Pharmacogenetics for spinal pain relief: 7 choices to reduce risk and improve pain control

November 3, 2025

Pharmacogenetics looks at how your genes shape your response to painkillers and other medicines. In spine surgery and chronic pain, it can help choose the safest drug and dose, especially with opioids (codeine, tramadol, oxycodone) and some anti-inflammatories. This guide, in plain language, outlines when it may help, which genes are commonly tested, and what practical choices can follow from a report.

What is pharmacogenetics and why does it matter in spine surgery?

It links genetic variation to how medicines work. For postoperative and chronic pain, certain enzymes (such as CYP2D6 or CYP2C9) and receptors (such as OPRM1) can make the same drug ineffective in some people and more prone to side effects in others. It doesn’t replace clinical judgement; it adds one more piece to personalize care.

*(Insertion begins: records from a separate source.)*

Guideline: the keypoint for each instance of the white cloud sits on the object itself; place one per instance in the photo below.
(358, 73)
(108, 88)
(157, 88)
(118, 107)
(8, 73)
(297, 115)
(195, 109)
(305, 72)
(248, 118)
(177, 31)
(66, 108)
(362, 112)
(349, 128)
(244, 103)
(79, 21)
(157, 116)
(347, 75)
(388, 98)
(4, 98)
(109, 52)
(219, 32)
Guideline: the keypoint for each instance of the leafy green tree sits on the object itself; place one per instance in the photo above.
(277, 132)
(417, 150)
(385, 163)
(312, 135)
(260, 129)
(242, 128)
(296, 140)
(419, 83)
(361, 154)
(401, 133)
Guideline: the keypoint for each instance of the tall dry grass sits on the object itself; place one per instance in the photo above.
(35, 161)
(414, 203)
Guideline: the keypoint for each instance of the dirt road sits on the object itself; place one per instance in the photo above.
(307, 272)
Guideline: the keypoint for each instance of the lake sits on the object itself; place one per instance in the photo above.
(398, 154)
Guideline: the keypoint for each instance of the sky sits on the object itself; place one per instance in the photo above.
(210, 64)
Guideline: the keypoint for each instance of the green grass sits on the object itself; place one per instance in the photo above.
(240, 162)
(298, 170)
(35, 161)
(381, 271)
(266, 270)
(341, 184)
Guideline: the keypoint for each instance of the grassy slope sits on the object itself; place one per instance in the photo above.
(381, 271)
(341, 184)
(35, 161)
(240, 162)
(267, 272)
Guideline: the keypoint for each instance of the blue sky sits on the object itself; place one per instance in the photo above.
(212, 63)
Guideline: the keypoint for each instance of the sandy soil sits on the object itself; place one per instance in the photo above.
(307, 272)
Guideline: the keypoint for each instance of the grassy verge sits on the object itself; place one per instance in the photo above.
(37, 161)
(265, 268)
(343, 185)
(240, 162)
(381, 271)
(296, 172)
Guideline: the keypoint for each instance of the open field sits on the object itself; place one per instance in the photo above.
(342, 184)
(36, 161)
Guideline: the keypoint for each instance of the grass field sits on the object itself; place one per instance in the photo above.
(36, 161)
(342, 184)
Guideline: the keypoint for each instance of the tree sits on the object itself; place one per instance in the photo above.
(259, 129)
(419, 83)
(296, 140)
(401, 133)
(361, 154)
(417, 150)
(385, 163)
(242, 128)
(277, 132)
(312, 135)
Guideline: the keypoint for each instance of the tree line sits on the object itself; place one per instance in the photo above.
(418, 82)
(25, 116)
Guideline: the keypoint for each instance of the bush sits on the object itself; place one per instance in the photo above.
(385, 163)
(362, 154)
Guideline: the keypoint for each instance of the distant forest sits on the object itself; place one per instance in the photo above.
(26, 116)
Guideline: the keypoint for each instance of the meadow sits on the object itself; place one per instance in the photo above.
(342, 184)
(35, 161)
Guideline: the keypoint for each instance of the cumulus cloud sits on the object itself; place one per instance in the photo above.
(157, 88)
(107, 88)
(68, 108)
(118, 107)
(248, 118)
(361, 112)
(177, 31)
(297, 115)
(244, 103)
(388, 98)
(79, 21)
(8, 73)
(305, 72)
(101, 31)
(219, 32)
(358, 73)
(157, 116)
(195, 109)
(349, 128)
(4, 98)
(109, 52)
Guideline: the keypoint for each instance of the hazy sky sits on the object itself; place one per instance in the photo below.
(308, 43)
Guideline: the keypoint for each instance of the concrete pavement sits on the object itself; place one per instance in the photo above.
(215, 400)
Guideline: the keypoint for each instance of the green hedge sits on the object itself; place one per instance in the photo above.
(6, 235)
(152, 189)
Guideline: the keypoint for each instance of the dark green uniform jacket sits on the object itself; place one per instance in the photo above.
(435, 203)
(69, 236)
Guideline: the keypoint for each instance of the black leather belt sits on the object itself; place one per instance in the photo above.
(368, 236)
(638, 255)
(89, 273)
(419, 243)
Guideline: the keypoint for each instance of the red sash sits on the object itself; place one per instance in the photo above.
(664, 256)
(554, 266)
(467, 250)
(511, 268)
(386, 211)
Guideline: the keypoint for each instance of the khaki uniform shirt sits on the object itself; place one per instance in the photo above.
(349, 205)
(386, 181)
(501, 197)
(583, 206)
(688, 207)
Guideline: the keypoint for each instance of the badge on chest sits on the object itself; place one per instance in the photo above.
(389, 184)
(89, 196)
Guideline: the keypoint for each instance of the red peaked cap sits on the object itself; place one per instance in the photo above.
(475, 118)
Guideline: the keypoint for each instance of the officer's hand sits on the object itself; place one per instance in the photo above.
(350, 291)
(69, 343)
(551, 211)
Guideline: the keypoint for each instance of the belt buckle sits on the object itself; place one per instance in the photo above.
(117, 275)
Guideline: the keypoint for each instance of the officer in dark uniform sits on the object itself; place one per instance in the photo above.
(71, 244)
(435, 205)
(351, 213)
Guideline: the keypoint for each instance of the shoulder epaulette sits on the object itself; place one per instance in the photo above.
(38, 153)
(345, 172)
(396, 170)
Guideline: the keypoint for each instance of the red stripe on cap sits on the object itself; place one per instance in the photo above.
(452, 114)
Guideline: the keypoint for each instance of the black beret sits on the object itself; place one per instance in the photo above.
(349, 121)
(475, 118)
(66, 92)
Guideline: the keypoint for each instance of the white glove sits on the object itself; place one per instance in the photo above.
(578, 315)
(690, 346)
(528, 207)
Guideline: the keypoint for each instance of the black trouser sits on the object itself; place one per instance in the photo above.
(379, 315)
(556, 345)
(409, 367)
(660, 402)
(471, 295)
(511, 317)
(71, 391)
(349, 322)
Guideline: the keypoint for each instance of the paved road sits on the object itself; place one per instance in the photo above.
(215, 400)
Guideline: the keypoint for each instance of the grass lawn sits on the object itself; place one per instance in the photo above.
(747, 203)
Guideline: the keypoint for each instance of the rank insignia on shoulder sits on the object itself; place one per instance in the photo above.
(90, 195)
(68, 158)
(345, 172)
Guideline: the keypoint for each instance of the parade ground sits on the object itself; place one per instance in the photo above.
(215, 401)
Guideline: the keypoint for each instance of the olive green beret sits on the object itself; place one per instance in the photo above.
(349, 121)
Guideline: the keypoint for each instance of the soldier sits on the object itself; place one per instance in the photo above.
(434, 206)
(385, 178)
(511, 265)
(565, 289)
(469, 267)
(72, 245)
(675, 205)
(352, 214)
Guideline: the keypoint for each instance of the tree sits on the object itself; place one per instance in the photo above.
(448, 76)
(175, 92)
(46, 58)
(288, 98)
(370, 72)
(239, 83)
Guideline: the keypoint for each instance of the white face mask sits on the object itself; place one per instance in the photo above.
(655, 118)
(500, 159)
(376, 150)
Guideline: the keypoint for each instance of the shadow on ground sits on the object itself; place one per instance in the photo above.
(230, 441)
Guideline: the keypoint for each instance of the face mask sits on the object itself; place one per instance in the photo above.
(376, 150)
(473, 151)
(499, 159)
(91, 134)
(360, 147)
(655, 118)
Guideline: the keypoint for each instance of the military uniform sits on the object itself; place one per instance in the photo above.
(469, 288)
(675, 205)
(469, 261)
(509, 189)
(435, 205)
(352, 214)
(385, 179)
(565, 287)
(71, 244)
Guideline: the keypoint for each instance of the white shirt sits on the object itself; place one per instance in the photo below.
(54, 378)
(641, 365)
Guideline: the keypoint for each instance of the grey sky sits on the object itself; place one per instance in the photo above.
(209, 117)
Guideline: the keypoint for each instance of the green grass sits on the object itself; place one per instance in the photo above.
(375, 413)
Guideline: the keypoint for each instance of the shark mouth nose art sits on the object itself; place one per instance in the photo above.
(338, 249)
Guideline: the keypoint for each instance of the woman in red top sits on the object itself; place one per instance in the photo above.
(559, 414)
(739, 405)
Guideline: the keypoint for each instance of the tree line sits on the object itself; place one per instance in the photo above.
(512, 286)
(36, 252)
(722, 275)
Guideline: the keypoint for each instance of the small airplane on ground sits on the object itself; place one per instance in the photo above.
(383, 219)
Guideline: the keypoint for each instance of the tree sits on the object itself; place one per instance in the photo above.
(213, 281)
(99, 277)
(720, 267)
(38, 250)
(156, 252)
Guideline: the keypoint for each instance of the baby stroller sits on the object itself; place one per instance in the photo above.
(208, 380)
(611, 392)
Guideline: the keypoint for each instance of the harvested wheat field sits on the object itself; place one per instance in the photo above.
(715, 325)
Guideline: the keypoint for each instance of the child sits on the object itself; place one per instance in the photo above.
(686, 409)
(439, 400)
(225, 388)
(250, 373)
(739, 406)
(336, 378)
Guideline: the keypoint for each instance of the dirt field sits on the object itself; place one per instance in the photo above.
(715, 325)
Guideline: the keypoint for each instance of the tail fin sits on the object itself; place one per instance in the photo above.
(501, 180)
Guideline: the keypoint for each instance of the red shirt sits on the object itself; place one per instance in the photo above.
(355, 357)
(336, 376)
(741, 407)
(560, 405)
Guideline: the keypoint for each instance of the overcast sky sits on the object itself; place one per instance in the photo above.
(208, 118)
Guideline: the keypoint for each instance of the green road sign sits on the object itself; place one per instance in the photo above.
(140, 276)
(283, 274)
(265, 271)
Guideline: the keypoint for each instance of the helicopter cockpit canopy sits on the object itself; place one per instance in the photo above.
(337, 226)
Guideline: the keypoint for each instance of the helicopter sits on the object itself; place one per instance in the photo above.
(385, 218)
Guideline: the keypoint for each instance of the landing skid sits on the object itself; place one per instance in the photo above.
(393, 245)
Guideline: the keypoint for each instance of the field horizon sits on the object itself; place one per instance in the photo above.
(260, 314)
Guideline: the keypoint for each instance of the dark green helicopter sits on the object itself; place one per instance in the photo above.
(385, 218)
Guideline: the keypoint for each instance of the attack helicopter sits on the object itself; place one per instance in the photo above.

Who might benefit? Common symptoms and indications

Pain that remains poorly controlled despite “usual” doses.
Notable side effects with analgesics (severe nausea, excessive sleepiness, dizziness, confusion).
Past reactions to codeine/tramadol or other opioids.
Use of multiple medicines at once (higher interaction risk).
Planned surgery where it’s wise to prevent pain-control problems and side effects from the start.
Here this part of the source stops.